Sometimes Ryan’s passion for cooking unnerved Cass. Kitchen experiments could spin out of control, turning the kitchen into a postapocalyptic landscape. Though the kids loved the chaos, Cass sometimes found it disconcerting. It was this wild, manic, slightly unhinged side to her husband that sometimes made her feel she lived with a man in whom lurked a vaguely maniacal demon. When planning a pig roast, boiling molten sugar for caramel, or soaking cashews for homemade nut milk, he sometimes veered from charming chef to fanatical mad scientist. The pig he brought home from the local butcher looked alarmingly more like a fetus than a piglet.

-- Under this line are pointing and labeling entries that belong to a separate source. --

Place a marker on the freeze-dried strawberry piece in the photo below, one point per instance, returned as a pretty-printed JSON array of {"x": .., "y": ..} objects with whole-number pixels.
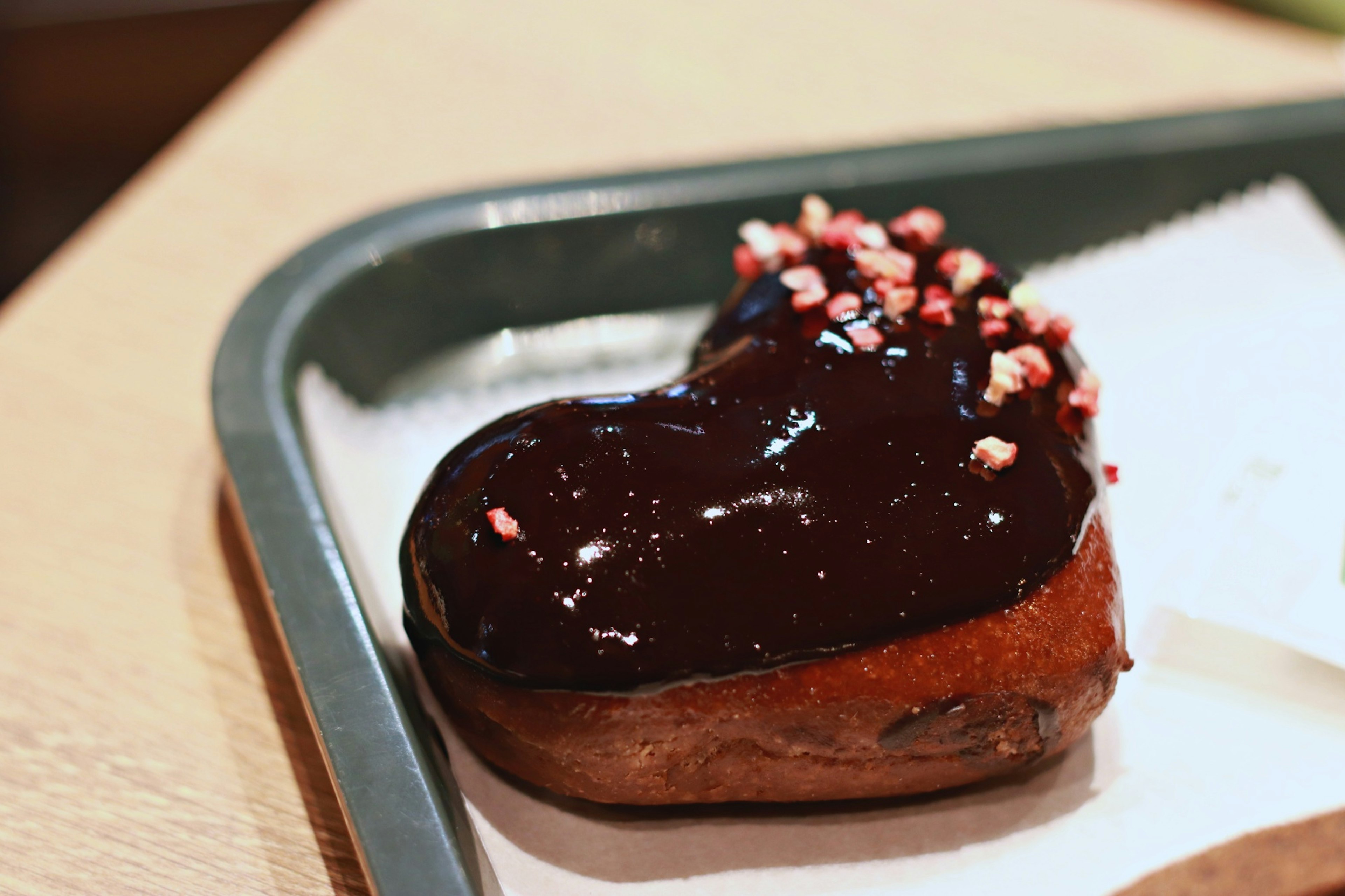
[
  {"x": 802, "y": 278},
  {"x": 1084, "y": 395},
  {"x": 746, "y": 264},
  {"x": 814, "y": 216},
  {"x": 840, "y": 232},
  {"x": 1035, "y": 364},
  {"x": 994, "y": 307},
  {"x": 966, "y": 268},
  {"x": 899, "y": 300},
  {"x": 1059, "y": 332},
  {"x": 994, "y": 452},
  {"x": 1024, "y": 297},
  {"x": 1007, "y": 377},
  {"x": 919, "y": 228},
  {"x": 844, "y": 305},
  {"x": 993, "y": 327},
  {"x": 760, "y": 237},
  {"x": 504, "y": 525},
  {"x": 872, "y": 236},
  {"x": 1036, "y": 319},
  {"x": 887, "y": 264},
  {"x": 809, "y": 299},
  {"x": 865, "y": 338},
  {"x": 938, "y": 306}
]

The nuts he soaked for almond milk reaped quarts of toxic liquid.
The evolutionary attributes of such a man were not lost on Cass—a man who could build a fire and cook a good meal, make a decent living and even better pancakes, frame a wall and lay the foundation for a fort with the kids. What better partner could she dream up? What better role model for her sons and her daughter? Ryan was the ultimate modern man, a well-rounded composite of the often bifurcated male and female virtues, a man as comfortable in the kitchen as he was in the shed, as graceful on a bicycle as he was in the bedroom. And so Cass tried to be graceful too with the inevitable clunks of this role reversal. So what if he asserted control of domains she might have wanted to claim for herself—namely, the kitchen? So what if he seemed to be better at most anything he took on, from scrambled eggs to roast chicken? Competition was a healthy force in the kitchen, at least, and perhaps it could be similarly applied to parenting.